東洋経済オンライン / 2024年10月10日 16時30分

かなりの痛みで、状況は厳しくなるばかりだった。同行してくれていたミーナ・ホルダーはイギリス人の学校教師で、彼女自身もニュージーランドを縦断する有名な長距離トレイル「テ・アラロア」を走ったことのあるウルトラランナーだ。

私の信頼する仲間として、コーチとして、そして無資格ながら心理カウンセラーとしての役目を担いながら、日々の雑務に対応してくれ、それまでは私の進み具合をとても楽観的に見てくれていた。

ところがこの12日目、彼女の表情に心配の色が見えた。ミーナは私の足の親指にテーピングをし、食事を用意し、私に同行してニュージーランドの西側をゆっくりと北上する車列を先導するバンを運転してくれていた。

この旅の間じゅう、道路が私の道連れだった。ともに過ごす時間が数分から数時間になり、数日になり、さらに何週間にもなるにつれて、私は道路とかなり親密な関係を築いた。とはいえ、対話はたいてい一方的だった。

道路が際限なく話しつづけるのに、私はだいたい黙っていたかったからだ。

私の過去、未来、そして現在についての質問を道路が投げかけてくる。私のさまざまな過ちや間違いを掘り起こし、過去の判断ミスや失敗を振り返るように誘う。

それでもときどきは、まるで別世界から来た賢者のように、私の心理パターンや潜在意識に関わる啓示をご褒美のように与えてくれる。これが巡礼の旅というものだろう──何度も試練に見舞われながらも、じっくりと考え、より深いレベルで自分自身を知るための時間がたっぷりある。

自分に厳しくするほうが簡単

自分のアイデンティティにかかったベールがしだいに薄くなるにつれて、いつもの思い込みを抜け出し、本当の心の声が聞こえてくるのだ。

自分に厳しくするほうが簡単だった。

12日目にも、そういう瞬間がやってきた。あるとき道路が(それまではほぼずっと、口数少なく感じよく伴走してくれていたのだが)突然、言いたいことを言おうと思ったらしく、「あそこの次のカーブが見える?」と聞いてきた。
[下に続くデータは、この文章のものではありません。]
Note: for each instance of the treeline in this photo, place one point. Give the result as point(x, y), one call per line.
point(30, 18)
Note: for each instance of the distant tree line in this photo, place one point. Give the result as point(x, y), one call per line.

「きみはここまでずっと、好奇心と勇気で次々とカーブを曲がってきた。だけどね、曲がっても曲がっても、必ずまだ走る道があるんだ。次のカーブの後は、また次のカーブがある。ずっと永遠に走りつづけて、探しつづけることができると思っているわけ?」

少し間を置いてから、私の(道路になりすました)内なる声はこう続けた。「痛みが終わるのは、それをきみが終わらせたときだ」。その瞬間、それまでの人生のさまざまな(とくに恋愛にかかわる)場面が走馬灯のように頭に浮かんだ。そしてハッと気づいた。たった今聞こえた自分の潜在意識からのメッセージが、私がずっと探していた答えへのカギを握っているのだと。